Dem Grünen-Politiker Hans-Christian Ströbele verursacht die Betonung nationaler Symbole ein "unwohles Gefühl in der Magengegend". Das gehe ihm nicht nur in Deutschland so, auch in den USA oder Frankreich entwickele er ähnliche Gefühle. Ihm liege daran, das im Ausland existierende Bild der sympathischen und friedliebenden Deutschen noch mehr zu pflegen. Die deutschen Militäreinsätze sehe er aus diesem Grund kritisch, betonte Ströbele.

Hans-Christian Ströbele im Gespräch mit Jochen Spengler |
    Spengler: Normalerweise sind Völker stolz auf ihre Symbole, auf Nationalhymne oder Flagge - normalerweise. Doch die deutsche Geschichte mit millionenfachem Mord während der Nazi-Herrschaft ist eben nicht normal. In den 60er, 70er und 80er Jahren waren patriotische Bekundungen nicht nur bei den westdeutschen Linken, sondern bei einem Großteil der deutschen Öffentlichkeit verpönt. Bundespräsident Gustav Heinemann antwortete auf die Frage, ob er Deutschland liebe, "ich liebe keine Staaten, ich liebe meine Frau". Eine erste patriotische Welle durchflutete Deutschland dann 1989 beim Fall der Mauer.

    Endgültigen Durchbruch brachte die Fußballweltmeisterschaft vor zwei Jahren. Das schwarz-rot-goldene Fahnenmeer in Städten und Stadien war unübersehbar. Deutschland findet zu einem gesunden Nationalbewusstsein, hieß es im In- und Ausland.

    Man darf also wieder Flagge zeigen. So heißt auch eine Ausstellung, die heute vom Bundespräsidenten in Bonn eröffnet wird: "Die Deutschen und ihre Nationalsymbole".

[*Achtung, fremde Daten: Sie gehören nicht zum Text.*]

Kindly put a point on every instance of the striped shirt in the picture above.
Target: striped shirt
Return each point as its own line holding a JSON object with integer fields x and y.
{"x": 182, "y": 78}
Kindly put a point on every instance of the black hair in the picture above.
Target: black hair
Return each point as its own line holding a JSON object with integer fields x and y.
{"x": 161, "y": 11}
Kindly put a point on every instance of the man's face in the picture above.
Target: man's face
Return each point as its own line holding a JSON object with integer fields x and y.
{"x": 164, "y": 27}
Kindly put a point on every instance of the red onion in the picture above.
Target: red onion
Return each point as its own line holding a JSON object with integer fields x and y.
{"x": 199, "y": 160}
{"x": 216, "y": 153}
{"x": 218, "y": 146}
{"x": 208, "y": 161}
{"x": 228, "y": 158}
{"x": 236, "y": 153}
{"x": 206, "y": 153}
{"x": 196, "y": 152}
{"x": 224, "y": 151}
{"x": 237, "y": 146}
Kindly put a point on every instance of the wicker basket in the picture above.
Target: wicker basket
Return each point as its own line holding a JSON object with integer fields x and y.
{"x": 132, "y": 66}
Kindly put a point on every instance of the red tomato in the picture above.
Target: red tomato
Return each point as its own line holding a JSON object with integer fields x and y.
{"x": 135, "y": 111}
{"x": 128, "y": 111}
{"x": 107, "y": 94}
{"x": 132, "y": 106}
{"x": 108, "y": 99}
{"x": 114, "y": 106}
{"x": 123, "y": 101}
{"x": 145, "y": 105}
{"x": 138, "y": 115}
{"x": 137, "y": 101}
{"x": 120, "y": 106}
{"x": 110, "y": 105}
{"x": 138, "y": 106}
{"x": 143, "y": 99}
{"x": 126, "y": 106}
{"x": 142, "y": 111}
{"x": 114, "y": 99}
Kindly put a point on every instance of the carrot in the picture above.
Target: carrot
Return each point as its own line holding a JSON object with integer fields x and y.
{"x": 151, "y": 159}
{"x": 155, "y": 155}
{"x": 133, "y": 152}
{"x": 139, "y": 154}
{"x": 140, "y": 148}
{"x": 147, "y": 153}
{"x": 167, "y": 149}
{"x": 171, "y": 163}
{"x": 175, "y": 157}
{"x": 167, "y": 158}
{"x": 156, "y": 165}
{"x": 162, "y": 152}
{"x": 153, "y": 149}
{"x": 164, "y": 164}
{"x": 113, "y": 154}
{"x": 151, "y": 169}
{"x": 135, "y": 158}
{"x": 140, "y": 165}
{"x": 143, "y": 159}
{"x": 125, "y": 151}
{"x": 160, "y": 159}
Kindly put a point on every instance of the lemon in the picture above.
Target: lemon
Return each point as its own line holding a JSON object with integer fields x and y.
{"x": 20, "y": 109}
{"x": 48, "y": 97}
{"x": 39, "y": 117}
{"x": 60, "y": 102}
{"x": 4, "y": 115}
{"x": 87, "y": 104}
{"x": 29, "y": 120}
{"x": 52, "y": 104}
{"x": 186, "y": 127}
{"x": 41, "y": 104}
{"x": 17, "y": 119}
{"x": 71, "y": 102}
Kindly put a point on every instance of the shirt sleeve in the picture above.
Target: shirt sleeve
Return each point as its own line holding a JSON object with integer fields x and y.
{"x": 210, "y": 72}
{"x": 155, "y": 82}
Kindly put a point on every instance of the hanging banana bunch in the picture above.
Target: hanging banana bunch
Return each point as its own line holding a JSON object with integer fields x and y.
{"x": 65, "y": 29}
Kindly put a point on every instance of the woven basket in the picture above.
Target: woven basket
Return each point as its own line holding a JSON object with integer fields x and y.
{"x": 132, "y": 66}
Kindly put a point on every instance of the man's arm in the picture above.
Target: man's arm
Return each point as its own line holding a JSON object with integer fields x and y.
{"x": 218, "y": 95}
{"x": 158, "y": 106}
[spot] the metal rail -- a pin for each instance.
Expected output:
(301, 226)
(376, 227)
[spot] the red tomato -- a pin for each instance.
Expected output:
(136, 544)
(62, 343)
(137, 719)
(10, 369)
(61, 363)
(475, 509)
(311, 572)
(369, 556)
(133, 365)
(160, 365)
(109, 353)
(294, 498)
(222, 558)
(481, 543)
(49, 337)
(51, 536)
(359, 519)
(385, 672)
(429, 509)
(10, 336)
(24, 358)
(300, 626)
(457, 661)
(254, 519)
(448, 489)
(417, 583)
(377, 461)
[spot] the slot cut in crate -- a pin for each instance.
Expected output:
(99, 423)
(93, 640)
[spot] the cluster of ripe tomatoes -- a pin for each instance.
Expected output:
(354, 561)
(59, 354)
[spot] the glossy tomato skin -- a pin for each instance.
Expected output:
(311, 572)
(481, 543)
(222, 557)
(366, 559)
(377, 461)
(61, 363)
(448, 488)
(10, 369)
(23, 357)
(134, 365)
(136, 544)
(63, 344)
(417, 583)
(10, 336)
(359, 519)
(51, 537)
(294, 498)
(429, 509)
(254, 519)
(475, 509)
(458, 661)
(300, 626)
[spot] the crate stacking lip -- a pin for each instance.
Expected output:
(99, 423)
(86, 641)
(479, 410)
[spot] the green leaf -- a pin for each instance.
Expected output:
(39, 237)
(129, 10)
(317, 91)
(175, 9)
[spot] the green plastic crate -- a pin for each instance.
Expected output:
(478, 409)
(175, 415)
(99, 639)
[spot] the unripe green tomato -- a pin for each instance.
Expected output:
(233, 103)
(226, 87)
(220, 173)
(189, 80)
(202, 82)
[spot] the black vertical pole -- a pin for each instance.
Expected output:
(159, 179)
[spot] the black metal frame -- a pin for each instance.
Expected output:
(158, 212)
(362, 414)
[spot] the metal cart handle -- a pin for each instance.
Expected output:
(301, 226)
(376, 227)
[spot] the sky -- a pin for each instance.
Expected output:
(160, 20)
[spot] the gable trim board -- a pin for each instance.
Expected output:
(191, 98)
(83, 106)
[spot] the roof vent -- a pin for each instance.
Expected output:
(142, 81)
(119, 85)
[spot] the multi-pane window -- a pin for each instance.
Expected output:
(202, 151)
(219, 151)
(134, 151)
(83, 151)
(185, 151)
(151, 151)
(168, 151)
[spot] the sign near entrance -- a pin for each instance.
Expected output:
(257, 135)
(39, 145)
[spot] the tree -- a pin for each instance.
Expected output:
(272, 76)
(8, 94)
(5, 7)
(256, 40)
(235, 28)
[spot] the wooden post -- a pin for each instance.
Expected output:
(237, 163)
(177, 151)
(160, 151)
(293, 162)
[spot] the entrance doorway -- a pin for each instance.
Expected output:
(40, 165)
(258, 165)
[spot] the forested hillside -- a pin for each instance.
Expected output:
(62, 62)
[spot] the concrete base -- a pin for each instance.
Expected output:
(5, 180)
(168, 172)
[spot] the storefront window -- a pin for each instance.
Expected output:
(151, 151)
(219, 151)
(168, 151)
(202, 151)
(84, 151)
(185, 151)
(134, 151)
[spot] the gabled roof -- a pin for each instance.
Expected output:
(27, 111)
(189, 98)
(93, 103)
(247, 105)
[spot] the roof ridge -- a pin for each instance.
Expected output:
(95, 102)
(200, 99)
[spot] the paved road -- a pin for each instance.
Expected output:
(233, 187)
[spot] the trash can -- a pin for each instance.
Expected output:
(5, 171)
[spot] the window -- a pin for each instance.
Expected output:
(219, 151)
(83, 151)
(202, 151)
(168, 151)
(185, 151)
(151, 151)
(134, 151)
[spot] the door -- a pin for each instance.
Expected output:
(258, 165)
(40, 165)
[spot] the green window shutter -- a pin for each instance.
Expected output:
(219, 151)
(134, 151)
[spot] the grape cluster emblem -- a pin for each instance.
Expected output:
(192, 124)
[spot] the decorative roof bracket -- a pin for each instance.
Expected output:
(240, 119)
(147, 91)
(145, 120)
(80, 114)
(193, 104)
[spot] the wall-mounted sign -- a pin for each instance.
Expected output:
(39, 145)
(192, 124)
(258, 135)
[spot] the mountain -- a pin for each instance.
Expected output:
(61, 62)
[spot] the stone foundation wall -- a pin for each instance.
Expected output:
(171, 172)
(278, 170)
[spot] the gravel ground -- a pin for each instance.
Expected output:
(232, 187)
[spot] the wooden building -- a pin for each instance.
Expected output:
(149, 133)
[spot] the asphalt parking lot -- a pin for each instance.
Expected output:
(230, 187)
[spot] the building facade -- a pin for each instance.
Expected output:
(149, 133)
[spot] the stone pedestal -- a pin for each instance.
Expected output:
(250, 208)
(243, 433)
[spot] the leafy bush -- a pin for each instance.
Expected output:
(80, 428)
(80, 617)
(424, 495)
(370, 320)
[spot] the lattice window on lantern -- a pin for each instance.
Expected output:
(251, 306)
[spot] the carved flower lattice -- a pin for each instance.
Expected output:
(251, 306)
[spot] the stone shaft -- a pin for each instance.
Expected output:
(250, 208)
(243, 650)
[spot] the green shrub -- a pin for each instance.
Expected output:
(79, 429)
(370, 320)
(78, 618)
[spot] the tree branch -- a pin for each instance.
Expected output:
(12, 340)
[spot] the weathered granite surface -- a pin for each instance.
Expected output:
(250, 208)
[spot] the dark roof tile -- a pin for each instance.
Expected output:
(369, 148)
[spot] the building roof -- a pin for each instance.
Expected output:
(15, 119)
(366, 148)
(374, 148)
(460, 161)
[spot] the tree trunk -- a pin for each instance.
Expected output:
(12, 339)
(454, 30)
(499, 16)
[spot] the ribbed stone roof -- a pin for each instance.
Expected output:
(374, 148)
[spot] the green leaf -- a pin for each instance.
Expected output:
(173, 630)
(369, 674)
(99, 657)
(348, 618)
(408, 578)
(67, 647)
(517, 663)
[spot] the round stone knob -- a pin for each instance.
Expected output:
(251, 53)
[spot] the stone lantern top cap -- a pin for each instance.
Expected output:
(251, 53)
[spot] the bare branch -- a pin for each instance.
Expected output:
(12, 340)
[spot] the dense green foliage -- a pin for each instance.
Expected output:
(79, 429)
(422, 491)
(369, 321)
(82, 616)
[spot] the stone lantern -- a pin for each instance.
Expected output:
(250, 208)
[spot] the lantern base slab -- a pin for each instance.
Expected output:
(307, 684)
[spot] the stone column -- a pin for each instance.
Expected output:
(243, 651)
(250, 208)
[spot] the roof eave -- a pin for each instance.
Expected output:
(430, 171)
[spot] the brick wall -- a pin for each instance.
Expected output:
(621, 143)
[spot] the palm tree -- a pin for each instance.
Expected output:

    Heutzutage findet man wie gesagt anders als in den 60er und 70er Jahren nur wenige Mitbürger, die Probleme mit den Nationalsymbolen haben. Ein Exemplar dieser seltenen Spezies ist jetzt in Berlin im Deutschlandfunk-Studio: Hans-Christian Ströbele, der Bundestagsabgeordnete der Grünen. Guten Tag, Herr Ströbele.

    Ströbele: Ja, guten Tag.

    Spengler: "Flagge zeigen". Besitzen Sie überhaupt eine, einen Wimpel oder irgendetwas anderes schwarz-rot-goldenes?

    Ströbele: Nein, eigentlich nicht, aber ich habe mir bei der letzten Fußballeuropameisterschaft in Kreuzberg ein Fähnchen geben lassen, auf dem auf der einen Seite die türkische Flagge ist und auf der anderen Seite die deutschen Farben. Das ist ganz nett.

    Spengler: Warum keine ganz deutsche Fahne? Warum zeigen Sie keine Flagge?

    Ströbele: Natürlich sehe ich das. Am Deutschen Bundestag, am Reichstagsgebäude wehen jeden Tag immer neu die Flaggen und da kann man auch sehen, ob nun Volkstrauertag ist oder so etwas, aber da habe ich eigentlich auch nichts dagegen. Aber als das während der Fußballweltmeisterschaft überall und in Massen, an Autos, in Gärten und an Balkonen und überall zu sehen war, habe ich mich doch etwas unwohl gefühlt.

    Spengler: Warum?

    Ströbele: Das nationale Raushängen passte nicht. Da hatte ich ein unwohles Gefühl in der Magengegend.

    Spengler: Können Sie das genauer beschreiben? Warum unwohl?

    Ströbele: Weil das doch ein bisschen erinnert an nationale Überbetonung, an nationalistische Tendenzen. Ich mag das übrigens auch nicht, wenn ich das in anderen Ländern sehe, beispielsweise in den USA, in denen ja in vielen Vorgärten solche Fahnen zu sehen sind, aber natürlich US-Fahnen.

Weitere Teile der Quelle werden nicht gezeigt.